Today, worker-owned cooperatives are vanishingly rare in the design disciplines. In Practice Practice, author Ashton Hamm found that there are only 12 architecture firms that “identify as cooperatives” in the United States. There are, however, prominent examples in history: The Architects Collaborative was founded by eight equal partners in Cambridge, Massachusetts, in 1945 and embodied a belief in the value of collectivism. Four of the founding partners—a pair of married couples with children—went so far as to live together for a time in order to share the duties of child care and housework. For her book, Hamm interviewed South Mountain Company, the longest-standing architectural cooperative in the country, which was founded in 1975.
More recently, other firms have begun to explore new alternatives. The Barcelona-based architectural cooperative Lacol began in 2009, and Hamm founded the Oakland, California–based cooperative practice uxo architects in 2016. And just last year, the landscape architecture and ecological design firm Biohabitats transferred 100 percent of the firm’s ownership to a perpetual purpose trust, a model that both prevents the company from being sold and funnels all company profits toward fulfilling the company’s stated purpose. Uniquely, one seat on the board that governs Biohabitats’s trust is reserved for an individual whose job is to represent the priorities of “nature.”
Whatever form it takes, it is likely that architecture as a profession will continue to explore alternative models, particularly as owners of large, legacy firms approach retirement.
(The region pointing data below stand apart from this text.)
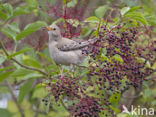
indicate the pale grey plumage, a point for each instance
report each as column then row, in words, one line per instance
column 63, row 50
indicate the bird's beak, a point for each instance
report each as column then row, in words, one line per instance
column 49, row 28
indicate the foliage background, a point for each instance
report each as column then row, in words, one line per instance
column 21, row 23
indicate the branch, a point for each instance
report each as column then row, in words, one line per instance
column 22, row 65
column 14, row 98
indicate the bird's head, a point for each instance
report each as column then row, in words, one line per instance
column 53, row 30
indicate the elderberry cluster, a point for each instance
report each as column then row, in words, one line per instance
column 87, row 107
column 65, row 87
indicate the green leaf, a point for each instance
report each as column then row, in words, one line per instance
column 9, row 33
column 24, row 89
column 8, row 8
column 134, row 8
column 100, row 11
column 5, row 113
column 2, row 59
column 124, row 10
column 3, row 15
column 4, row 75
column 6, row 68
column 19, row 52
column 137, row 16
column 21, row 10
column 31, row 62
column 14, row 27
column 92, row 19
column 32, row 4
column 30, row 28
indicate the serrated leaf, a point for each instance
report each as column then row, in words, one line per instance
column 14, row 27
column 100, row 11
column 5, row 113
column 30, row 61
column 3, row 15
column 30, row 28
column 124, row 10
column 92, row 19
column 32, row 4
column 137, row 16
column 19, row 52
column 6, row 68
column 12, row 107
column 8, row 8
column 9, row 33
column 24, row 89
column 4, row 75
column 21, row 10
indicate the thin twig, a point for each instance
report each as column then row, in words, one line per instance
column 64, row 105
column 22, row 65
column 14, row 98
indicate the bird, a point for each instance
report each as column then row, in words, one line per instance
column 64, row 51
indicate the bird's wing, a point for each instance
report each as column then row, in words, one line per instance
column 68, row 45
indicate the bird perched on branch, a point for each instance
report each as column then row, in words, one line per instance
column 63, row 50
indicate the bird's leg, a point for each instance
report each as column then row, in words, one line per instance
column 61, row 71
column 71, row 68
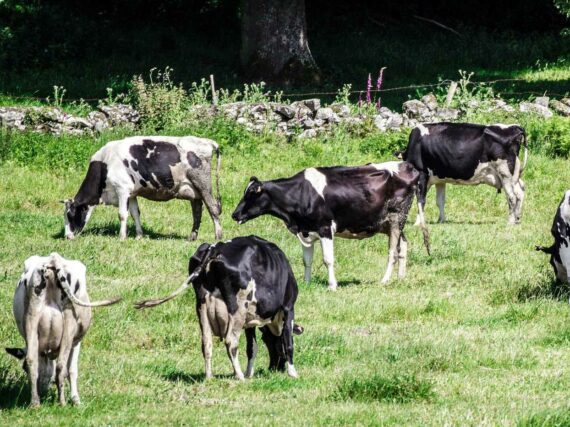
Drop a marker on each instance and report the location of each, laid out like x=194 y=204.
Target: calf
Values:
x=53 y=314
x=468 y=154
x=350 y=202
x=246 y=283
x=560 y=249
x=154 y=167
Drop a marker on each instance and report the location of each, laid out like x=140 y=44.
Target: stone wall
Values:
x=301 y=119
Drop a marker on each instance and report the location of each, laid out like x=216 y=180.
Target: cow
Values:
x=560 y=250
x=468 y=154
x=53 y=313
x=158 y=168
x=243 y=283
x=350 y=202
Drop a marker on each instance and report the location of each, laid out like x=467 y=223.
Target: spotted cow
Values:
x=468 y=154
x=158 y=168
x=243 y=283
x=53 y=314
x=350 y=202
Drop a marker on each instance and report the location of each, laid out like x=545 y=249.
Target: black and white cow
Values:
x=560 y=249
x=468 y=154
x=243 y=283
x=154 y=167
x=350 y=202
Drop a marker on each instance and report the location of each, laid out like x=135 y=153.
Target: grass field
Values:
x=476 y=334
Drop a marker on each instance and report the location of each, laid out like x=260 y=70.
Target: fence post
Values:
x=213 y=87
x=450 y=93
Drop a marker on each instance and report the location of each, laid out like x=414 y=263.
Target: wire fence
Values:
x=351 y=92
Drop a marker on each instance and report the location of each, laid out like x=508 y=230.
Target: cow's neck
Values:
x=92 y=187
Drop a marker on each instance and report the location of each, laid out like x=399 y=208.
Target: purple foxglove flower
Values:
x=368 y=89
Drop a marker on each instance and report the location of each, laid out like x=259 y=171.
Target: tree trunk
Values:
x=274 y=44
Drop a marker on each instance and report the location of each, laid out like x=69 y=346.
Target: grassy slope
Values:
x=473 y=335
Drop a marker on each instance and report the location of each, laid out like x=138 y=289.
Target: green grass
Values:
x=476 y=334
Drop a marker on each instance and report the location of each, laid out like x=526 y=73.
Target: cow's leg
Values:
x=421 y=195
x=440 y=198
x=123 y=215
x=519 y=194
x=65 y=348
x=402 y=256
x=136 y=214
x=73 y=370
x=232 y=343
x=308 y=260
x=214 y=209
x=32 y=357
x=287 y=337
x=394 y=238
x=196 y=218
x=328 y=259
x=251 y=350
x=206 y=339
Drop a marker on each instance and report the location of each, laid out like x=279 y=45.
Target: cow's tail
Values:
x=423 y=226
x=547 y=250
x=154 y=302
x=525 y=147
x=218 y=166
x=77 y=301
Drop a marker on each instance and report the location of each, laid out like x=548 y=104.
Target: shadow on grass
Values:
x=14 y=394
x=112 y=230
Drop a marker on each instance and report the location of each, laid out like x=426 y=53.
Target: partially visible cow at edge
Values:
x=350 y=202
x=468 y=154
x=53 y=314
x=158 y=168
x=243 y=283
x=560 y=250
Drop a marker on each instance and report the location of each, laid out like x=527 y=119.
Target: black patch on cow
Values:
x=194 y=160
x=154 y=160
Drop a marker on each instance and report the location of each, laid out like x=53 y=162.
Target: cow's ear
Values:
x=18 y=353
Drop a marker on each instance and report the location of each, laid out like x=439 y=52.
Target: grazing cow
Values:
x=468 y=154
x=53 y=314
x=245 y=282
x=560 y=249
x=158 y=168
x=350 y=202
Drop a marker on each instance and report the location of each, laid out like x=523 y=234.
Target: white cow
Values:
x=53 y=314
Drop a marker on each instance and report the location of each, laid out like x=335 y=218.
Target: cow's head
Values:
x=46 y=371
x=75 y=216
x=255 y=202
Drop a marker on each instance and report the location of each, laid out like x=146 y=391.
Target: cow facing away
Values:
x=468 y=154
x=350 y=202
x=560 y=250
x=157 y=168
x=243 y=283
x=53 y=313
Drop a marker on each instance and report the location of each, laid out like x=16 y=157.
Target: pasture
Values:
x=476 y=334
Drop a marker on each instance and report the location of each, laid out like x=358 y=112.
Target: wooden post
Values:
x=213 y=87
x=450 y=93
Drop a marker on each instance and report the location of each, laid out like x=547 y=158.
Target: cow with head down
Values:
x=158 y=168
x=53 y=314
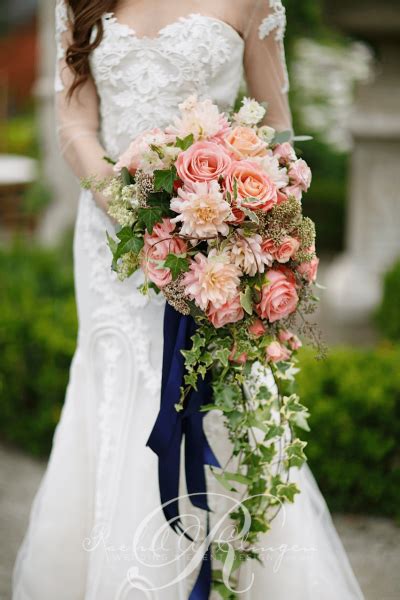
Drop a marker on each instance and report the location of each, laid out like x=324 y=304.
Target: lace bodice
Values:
x=139 y=78
x=144 y=79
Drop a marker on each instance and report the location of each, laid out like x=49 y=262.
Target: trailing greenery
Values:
x=388 y=315
x=353 y=396
x=354 y=400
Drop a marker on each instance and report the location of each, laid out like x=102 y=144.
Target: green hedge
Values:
x=37 y=339
x=388 y=313
x=354 y=399
x=354 y=396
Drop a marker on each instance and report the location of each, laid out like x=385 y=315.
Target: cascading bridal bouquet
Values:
x=210 y=209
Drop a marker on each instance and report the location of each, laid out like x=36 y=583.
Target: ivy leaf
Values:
x=220 y=477
x=126 y=176
x=128 y=242
x=150 y=216
x=238 y=477
x=222 y=354
x=282 y=136
x=164 y=180
x=177 y=264
x=185 y=143
x=246 y=300
x=288 y=491
x=295 y=453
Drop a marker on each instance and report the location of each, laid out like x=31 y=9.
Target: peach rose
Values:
x=203 y=161
x=278 y=297
x=287 y=249
x=275 y=352
x=156 y=248
x=257 y=328
x=255 y=189
x=230 y=312
x=243 y=142
x=300 y=174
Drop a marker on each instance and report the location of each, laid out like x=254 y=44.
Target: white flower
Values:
x=246 y=253
x=270 y=165
x=201 y=119
x=202 y=210
x=250 y=113
x=266 y=133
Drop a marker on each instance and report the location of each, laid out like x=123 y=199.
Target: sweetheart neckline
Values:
x=111 y=17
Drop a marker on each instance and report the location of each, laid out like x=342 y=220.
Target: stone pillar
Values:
x=61 y=213
x=373 y=223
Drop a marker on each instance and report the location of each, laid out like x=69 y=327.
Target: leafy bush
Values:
x=388 y=313
x=354 y=399
x=37 y=340
x=354 y=396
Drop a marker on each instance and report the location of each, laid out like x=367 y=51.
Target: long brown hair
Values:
x=86 y=15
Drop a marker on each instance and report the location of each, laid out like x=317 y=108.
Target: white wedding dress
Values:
x=101 y=481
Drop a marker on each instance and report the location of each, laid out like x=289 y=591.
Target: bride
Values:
x=123 y=67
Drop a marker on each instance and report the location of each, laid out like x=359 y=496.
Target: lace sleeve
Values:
x=77 y=116
x=265 y=63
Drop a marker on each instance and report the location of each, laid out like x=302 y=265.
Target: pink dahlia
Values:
x=212 y=279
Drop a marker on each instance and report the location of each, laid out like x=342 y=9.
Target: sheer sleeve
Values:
x=78 y=116
x=265 y=63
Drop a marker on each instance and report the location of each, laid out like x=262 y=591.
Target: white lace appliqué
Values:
x=276 y=21
x=61 y=28
x=147 y=77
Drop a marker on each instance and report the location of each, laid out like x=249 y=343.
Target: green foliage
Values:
x=353 y=396
x=37 y=340
x=20 y=135
x=354 y=401
x=388 y=314
x=164 y=178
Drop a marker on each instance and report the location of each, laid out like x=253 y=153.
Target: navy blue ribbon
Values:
x=172 y=426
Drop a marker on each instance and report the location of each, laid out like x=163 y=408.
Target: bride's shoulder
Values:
x=262 y=15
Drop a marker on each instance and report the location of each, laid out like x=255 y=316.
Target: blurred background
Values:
x=344 y=62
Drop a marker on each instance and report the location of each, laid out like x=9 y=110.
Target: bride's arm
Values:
x=77 y=116
x=264 y=61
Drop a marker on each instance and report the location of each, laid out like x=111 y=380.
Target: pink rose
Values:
x=309 y=270
x=243 y=142
x=285 y=153
x=156 y=248
x=300 y=174
x=278 y=296
x=275 y=352
x=240 y=359
x=257 y=328
x=287 y=249
x=255 y=190
x=203 y=161
x=230 y=312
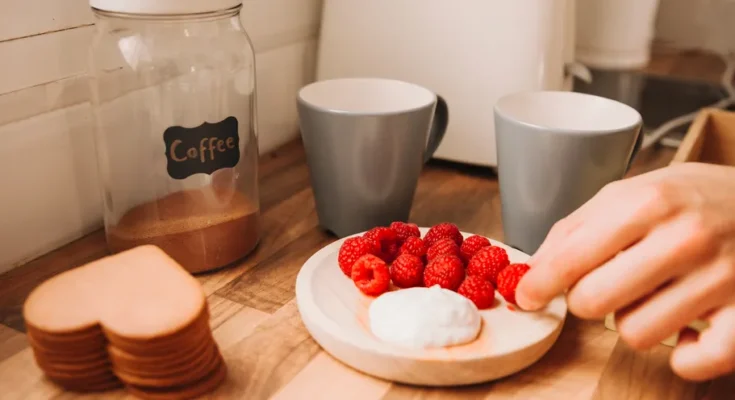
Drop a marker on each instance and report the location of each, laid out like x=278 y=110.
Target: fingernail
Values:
x=525 y=303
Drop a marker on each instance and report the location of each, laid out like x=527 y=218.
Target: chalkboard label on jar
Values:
x=203 y=149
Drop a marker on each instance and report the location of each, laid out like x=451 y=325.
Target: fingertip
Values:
x=525 y=296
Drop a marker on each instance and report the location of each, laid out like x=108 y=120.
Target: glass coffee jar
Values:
x=173 y=93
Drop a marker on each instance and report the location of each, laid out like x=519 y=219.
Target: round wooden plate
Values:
x=335 y=313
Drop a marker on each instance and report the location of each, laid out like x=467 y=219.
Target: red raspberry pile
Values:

BNIM’s McDowell said he is hopeful that the trend toward employee ownership makes a material difference in young people’s lives and helps kill off the culture of “superhero architects and all that crap.” In the younger generations of architects, he said, he has seen that “there’s a thoughtfulness about the world at large and about the responsibilities that we all have to one another. My hope for this is that it contributes to the financial health and well-being of all the employee owners throughout their career, not just at the end of their career.”
Timothy A. Schuler is a magazine writer whose work focuses on the intersection of the built and natural environments.